Il attendait la suite et, dans son esprit, la suite immédiate de son arrestation ne pouvait être que l’arrestation de Bobinette… Évidemment, l’affaire était dans le sac. Son intervention n’aurait pas été inutile, puisqu’il emmènerait avec lui la complice du vrai bandit, Bobinette, enfin démasquée. Juve était tellement convaincu que tels étaient les événements qui allaient se dérouler qu’il faillit tomber de son haut lorsqu’il entendit l’agent Michel s’excuser auprès de la jeune femme de l’émotion qu’il venait de lui causer :

– Hein ! vous ne vous doutiez pas de ce voisinage, mademoiselle ?

Et l’inspecteur ajouta :

– Vous l’avez sûrement échappé belle, car ce bandit en voulait, j’en suis convaincu, à votre existence. Mais… Vagualame est désormais hors d’état de nuire.

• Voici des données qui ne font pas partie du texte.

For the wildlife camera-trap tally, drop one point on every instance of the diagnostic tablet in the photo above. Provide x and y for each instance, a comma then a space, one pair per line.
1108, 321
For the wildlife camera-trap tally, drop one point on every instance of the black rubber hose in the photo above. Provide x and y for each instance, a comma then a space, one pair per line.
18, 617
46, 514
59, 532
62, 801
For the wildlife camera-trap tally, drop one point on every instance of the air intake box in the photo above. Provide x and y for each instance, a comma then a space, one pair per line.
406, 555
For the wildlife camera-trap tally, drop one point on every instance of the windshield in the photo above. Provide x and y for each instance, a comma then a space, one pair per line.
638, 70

L’inspecteur Michel fit un signe.

Son collègue et l’agent du ministère de l’Intérieur entraînèrent brutalement Juve hors de la pièce, cependant que le faux Vagualame, se laissant faire, songeait :

– Ah çà ! mais Michel est donc complètement idiot ?

– Allons, en route pour le Dépôt ! ordonnait Michel en secouant le faux Vagualame par l’épaule.

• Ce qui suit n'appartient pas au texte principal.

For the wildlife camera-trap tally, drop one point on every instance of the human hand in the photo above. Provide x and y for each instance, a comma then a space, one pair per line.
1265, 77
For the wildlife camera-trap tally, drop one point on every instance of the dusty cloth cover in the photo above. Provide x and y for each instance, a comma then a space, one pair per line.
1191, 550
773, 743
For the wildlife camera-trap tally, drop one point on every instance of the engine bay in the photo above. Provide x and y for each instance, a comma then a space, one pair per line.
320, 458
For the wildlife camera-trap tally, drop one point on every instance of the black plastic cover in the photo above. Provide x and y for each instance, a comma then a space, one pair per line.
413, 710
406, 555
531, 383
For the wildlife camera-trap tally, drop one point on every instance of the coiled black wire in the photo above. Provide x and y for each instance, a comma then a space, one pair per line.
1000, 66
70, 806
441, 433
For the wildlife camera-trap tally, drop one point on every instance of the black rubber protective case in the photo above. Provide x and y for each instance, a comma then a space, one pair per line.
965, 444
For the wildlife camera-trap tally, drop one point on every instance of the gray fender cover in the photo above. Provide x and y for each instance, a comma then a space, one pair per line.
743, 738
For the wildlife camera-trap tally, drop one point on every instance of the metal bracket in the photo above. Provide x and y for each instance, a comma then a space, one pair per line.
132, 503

Un instant, le policier faillit arracher sa fausse barbe, se faire connaître et, renversant soudain les rôles, décider ses collègues à arrêter Bobinette. Toutefois, Juve se ravisa.

Il avait eu, quelques instants auparavant, le soupçon que la jeune femme doutait de son authenticité. Cette arrestation sous ses yeux devait désormais la rassurer et la persuader que le Vagualame qu’on menait en prison était bien le vrai Vagualame. Mieux valait donc laisser s’accréditer chez elle cette opinion. Juve, une fois sorti de l’hôtel de Naarboveck, s’expliquerait avec ses collègues, et ça ne serait pas long.

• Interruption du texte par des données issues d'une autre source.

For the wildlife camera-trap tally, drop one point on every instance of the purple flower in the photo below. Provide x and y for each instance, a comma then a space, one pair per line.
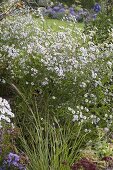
97, 7
62, 10
71, 9
56, 8
14, 160
72, 13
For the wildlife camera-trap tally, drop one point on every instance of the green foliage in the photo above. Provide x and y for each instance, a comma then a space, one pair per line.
102, 25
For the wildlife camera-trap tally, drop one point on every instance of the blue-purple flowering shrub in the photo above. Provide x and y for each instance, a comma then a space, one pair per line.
70, 75
8, 135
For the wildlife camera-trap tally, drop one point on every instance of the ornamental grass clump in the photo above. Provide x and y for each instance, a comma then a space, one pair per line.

Cependant, le prisonnier, encadré des agents de la Sûreté, descendit l’escalier, gagna la rue.

Au premier étage, il avait aperçu, dissimulé dans un coin de l’antichambre, le baron de Naarboveck, très digne, et Wilhelmine, terrorisée. D’autre part, n’ayant pas jugé opportun de se faire connaître des maîtres de la maison, la pseudo-mère entraînait son fils, criant à tue-tête :

– En voilà une boutique ! je ne veux pas que tu restes là-dedans !… Sosthène, mon enfant, viens-t’en avec ta bonne mère qui te trouvera une place plus tranquille !

***

Bobinette était tombée assise dans un fauteuil, à demi morte d’émotion. Les idées se pressaient en foule dans son esprit, mais elle était incapable d’en préciser une seule, tant ces événements étranges s’étaient précipités, ne lui permettant pas de s’y reconnaître. Néanmoins, deux grands faits lui apparaissaient.

Le premier, c’est que Vagualame était arrêté, tandis qu’elle était libre, et le second, c’est qu’on n’avait pas cherché dans sa chambre le fameux débouchoir volé à l’arsenal, et que, le lendemain, elle irait selon les ordres reçus transporter au Havre en compagnie du caporal Vinson, porteur, lui, du plan de l’appareil.